Son aşamada listeleri belirleyecek olan parti üst kademelerinin adil, objektif, liyakati esas alan yöntemlerle “Erzurum için en iyisini tespit” titizliğini göstermelerini bekliyoruz…
Bu seçimde hangi milletvekilimiz yerini koruyacak, hangisi listeye konulmayacak bilmiyoruz. Seçimler, mevcut siyasiler için ibra dönemdir. Halk ile hesaplaşma, helalleşme fırsatıdır.
Yeni dönemde hizmet fırsatı bulsun bulmasın, tüm siyasi heyete seçim öncesinde teşekkürlerimi iletiyorum.

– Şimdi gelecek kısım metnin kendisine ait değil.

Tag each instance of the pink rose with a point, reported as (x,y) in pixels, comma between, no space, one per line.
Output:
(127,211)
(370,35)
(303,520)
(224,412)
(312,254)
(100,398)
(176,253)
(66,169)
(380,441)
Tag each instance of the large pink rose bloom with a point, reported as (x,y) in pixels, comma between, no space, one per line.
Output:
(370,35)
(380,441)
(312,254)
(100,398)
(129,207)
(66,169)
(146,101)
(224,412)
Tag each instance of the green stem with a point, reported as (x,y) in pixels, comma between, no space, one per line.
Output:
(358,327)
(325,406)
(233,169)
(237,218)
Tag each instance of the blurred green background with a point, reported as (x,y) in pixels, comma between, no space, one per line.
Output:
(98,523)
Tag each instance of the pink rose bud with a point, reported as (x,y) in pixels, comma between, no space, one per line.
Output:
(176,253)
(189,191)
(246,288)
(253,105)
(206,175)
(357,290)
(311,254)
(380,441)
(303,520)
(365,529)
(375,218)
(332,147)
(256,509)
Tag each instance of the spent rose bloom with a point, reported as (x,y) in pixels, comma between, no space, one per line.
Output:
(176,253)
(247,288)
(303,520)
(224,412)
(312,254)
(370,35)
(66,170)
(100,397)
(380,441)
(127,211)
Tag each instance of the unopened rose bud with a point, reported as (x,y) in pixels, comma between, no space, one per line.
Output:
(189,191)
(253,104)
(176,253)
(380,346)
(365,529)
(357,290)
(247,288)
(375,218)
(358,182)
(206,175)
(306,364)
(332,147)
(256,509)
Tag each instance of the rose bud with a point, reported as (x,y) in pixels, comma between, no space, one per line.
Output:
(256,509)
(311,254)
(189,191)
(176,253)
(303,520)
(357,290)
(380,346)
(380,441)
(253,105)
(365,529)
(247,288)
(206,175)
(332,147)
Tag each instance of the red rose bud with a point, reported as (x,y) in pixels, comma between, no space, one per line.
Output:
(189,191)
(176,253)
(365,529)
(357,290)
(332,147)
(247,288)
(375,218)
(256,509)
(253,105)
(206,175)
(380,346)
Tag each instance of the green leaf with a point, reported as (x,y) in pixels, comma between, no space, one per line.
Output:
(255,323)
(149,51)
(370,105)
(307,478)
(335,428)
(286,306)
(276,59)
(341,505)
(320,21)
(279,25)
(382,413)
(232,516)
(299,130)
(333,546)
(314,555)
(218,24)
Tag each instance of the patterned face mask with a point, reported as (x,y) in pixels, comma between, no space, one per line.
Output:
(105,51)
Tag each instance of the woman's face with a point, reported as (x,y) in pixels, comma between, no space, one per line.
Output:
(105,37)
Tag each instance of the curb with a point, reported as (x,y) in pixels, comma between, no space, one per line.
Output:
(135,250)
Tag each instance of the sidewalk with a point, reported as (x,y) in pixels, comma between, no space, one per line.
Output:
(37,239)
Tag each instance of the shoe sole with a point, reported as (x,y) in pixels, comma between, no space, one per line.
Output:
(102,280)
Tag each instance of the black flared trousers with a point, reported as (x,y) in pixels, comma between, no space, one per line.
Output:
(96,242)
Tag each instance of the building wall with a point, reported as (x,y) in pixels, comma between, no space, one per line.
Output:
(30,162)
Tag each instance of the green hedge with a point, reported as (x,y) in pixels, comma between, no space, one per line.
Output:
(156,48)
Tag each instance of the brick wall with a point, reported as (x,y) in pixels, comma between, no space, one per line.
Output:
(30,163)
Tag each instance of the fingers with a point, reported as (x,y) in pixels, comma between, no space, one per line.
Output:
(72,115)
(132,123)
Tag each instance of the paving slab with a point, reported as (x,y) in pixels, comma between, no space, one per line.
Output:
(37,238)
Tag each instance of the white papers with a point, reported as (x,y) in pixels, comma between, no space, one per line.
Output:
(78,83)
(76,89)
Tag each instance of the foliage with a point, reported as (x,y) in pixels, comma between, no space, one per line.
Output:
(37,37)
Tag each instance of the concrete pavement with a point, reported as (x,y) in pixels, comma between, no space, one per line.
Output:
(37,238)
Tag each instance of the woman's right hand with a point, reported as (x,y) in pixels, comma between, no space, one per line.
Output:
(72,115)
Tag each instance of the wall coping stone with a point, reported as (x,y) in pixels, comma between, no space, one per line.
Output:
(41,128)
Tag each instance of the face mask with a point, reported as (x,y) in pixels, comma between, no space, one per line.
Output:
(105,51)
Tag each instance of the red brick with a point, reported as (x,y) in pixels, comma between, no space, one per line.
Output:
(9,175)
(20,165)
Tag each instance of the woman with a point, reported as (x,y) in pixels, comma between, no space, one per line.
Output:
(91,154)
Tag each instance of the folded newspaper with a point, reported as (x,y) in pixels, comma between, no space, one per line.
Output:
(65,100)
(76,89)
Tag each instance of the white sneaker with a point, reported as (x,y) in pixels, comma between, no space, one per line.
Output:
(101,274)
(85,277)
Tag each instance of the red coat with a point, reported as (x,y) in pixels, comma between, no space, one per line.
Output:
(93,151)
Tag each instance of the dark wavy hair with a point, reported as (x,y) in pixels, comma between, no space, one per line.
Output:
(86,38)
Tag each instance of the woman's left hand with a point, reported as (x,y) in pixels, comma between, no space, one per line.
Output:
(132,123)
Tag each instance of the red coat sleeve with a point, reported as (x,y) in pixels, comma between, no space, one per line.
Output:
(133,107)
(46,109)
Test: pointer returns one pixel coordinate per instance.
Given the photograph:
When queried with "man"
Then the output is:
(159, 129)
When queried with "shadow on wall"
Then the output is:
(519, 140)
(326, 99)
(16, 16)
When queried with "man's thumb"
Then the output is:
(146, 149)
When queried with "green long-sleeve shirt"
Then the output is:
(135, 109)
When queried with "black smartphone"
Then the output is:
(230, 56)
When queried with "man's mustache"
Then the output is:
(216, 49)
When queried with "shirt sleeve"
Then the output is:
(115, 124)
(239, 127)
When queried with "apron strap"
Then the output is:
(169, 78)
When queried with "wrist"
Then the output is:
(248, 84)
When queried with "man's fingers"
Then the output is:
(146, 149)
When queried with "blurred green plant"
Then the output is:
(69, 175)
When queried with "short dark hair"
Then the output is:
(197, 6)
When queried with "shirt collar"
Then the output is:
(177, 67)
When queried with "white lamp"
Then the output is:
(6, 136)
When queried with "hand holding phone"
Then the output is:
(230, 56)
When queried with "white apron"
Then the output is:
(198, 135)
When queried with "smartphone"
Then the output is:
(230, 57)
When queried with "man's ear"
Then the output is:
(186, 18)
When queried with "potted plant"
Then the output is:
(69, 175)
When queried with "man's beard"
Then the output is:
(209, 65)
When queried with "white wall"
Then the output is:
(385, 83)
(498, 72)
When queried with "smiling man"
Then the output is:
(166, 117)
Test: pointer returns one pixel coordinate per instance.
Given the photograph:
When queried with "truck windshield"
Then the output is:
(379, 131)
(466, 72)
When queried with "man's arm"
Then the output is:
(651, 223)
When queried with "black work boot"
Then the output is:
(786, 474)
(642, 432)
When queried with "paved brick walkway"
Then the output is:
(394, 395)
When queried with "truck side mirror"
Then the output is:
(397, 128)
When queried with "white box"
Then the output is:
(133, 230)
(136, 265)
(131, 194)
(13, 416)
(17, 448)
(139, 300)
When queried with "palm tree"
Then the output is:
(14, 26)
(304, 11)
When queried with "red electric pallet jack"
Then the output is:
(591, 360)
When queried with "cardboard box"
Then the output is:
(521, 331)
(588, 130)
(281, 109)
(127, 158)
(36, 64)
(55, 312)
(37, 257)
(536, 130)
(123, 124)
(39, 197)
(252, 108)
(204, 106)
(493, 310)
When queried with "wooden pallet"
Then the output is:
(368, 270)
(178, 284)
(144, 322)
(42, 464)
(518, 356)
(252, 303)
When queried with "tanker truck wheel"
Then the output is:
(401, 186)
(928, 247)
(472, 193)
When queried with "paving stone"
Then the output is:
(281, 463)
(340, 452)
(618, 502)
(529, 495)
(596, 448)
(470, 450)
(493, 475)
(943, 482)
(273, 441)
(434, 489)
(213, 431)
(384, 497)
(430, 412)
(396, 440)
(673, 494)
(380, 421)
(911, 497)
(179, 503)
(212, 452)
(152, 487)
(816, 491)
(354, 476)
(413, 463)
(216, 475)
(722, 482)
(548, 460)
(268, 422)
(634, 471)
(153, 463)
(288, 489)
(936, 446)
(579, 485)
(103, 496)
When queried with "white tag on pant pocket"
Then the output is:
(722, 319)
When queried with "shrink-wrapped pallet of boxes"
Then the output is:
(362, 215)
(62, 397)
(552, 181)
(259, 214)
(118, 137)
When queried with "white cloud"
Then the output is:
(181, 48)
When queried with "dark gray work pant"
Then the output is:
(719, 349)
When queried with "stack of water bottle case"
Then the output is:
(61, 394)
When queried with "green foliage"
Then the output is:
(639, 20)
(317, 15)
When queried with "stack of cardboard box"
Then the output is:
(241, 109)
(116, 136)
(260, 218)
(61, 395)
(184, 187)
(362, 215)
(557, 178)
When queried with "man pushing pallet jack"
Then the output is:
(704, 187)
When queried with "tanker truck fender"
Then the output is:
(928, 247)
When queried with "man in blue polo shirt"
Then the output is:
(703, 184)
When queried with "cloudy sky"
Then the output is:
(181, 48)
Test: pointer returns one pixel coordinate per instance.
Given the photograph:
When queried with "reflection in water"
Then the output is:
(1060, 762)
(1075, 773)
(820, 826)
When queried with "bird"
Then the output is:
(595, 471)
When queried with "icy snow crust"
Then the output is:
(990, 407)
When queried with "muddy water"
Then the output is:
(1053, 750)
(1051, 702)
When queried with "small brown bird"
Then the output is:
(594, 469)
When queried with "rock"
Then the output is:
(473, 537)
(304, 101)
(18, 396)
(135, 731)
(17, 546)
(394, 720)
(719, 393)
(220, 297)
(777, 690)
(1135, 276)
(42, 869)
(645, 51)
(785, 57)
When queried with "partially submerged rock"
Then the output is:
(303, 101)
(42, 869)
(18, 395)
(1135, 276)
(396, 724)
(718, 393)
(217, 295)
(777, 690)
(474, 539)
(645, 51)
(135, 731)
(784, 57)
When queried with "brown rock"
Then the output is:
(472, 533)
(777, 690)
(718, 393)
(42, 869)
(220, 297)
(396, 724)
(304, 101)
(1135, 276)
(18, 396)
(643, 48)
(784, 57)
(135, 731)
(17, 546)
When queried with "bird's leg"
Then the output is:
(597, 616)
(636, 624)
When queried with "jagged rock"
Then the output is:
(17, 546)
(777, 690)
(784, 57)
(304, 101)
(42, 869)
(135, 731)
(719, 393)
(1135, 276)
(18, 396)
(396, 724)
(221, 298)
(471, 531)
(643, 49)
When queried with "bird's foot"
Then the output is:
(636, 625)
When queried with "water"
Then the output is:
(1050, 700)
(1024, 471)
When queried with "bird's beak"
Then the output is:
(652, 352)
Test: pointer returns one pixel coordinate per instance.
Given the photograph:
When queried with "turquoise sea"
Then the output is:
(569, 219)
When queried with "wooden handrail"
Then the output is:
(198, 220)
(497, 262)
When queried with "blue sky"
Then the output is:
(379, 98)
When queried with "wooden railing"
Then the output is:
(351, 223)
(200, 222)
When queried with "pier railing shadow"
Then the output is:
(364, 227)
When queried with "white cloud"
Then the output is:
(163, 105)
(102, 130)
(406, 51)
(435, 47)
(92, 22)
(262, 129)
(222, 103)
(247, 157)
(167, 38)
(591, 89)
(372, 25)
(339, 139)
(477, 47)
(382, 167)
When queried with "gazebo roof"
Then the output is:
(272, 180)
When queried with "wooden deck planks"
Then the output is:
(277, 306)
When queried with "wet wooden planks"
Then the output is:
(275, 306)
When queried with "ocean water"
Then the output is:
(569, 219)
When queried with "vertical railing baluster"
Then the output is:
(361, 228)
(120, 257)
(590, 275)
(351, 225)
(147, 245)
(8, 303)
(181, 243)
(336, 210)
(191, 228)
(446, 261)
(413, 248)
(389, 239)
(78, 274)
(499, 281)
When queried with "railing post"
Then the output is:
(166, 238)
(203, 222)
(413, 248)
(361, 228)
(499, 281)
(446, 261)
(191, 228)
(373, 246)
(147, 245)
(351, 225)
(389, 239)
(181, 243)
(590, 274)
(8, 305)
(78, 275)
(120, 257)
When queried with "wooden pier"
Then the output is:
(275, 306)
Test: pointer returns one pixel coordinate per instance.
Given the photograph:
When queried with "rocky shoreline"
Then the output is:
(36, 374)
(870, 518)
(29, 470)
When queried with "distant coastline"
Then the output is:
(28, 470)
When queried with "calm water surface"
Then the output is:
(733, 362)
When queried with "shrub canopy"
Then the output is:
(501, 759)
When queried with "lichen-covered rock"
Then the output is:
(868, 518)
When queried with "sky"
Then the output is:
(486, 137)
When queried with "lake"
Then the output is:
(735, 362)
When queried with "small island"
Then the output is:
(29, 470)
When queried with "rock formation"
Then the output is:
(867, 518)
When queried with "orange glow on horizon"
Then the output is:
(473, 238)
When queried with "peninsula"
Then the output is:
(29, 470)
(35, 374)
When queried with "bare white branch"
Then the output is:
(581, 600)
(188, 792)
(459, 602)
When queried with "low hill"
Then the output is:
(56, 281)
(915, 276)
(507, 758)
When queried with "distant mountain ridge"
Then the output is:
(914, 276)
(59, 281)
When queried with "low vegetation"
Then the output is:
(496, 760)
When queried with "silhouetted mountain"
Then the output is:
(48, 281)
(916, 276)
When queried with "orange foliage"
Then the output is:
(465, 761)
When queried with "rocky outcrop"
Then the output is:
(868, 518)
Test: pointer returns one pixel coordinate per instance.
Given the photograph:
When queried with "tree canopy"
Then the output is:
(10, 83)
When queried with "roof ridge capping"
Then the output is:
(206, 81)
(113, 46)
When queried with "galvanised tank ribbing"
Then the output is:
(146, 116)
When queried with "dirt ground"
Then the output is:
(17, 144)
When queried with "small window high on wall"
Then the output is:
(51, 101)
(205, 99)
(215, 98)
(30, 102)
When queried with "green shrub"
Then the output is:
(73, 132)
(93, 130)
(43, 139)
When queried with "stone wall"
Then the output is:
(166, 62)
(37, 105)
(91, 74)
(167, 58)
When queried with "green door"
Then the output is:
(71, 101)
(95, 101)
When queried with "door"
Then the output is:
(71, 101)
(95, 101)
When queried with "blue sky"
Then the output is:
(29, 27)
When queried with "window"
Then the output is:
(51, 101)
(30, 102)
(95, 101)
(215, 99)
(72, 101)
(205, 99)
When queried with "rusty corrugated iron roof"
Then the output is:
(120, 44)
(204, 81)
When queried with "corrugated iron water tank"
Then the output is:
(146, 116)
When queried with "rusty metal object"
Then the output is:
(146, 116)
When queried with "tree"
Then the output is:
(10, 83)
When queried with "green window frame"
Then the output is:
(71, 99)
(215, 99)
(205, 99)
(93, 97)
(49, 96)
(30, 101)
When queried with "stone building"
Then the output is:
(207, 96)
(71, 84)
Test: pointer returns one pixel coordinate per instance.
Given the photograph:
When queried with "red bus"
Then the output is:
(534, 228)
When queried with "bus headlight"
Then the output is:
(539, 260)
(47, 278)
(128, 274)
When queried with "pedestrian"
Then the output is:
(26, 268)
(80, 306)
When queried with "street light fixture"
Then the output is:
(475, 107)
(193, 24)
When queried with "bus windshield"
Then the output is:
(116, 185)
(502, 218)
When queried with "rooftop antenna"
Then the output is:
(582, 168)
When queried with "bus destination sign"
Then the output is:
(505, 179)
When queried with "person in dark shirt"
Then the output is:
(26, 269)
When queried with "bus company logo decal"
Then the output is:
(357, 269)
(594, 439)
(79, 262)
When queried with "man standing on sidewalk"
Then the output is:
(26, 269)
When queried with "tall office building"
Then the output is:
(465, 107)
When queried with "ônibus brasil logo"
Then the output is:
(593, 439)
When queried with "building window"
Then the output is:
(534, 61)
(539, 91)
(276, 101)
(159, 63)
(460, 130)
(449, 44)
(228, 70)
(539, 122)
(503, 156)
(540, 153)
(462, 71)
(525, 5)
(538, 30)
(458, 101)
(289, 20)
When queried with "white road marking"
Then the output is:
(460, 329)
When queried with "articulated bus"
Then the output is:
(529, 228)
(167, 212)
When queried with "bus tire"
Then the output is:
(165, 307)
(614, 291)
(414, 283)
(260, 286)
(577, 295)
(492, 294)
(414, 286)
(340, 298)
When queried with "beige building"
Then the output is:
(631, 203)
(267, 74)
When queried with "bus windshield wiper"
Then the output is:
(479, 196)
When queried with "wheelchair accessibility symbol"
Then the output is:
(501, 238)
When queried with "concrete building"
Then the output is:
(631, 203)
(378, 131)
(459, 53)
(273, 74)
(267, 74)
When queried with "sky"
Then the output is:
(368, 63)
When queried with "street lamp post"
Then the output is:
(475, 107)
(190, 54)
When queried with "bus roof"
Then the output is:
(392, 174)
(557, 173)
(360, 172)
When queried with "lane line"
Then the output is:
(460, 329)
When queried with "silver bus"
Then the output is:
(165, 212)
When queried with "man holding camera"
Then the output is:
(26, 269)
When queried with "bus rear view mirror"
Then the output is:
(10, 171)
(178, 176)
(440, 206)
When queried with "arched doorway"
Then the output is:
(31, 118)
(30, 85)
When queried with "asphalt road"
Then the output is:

Kuşkusuz hepsi ellerinden geleni yaptılar, hizmet yolunda enerji harcadılar. Ben, yedi milletvekilimizin de iyi niyetle gayret gösterdikleri inancındayım. En azından görev süresince yolsuzluğa, akçalı işlere, skandallara bulaşmadılar. Biz bunu söylemekle yetiniyoruz, hizmet performanslarını parti yönetimleri ve halk değerlendirecektir…
İkbal günlerinde etraflarına manyetik bir kibir zırhı örmeyen siyasetçiler, görev süreleri bitip "yuvaya" döndüklerinde, misafir olacakları "hatır ve vefa tahtını" hazır bulurlar.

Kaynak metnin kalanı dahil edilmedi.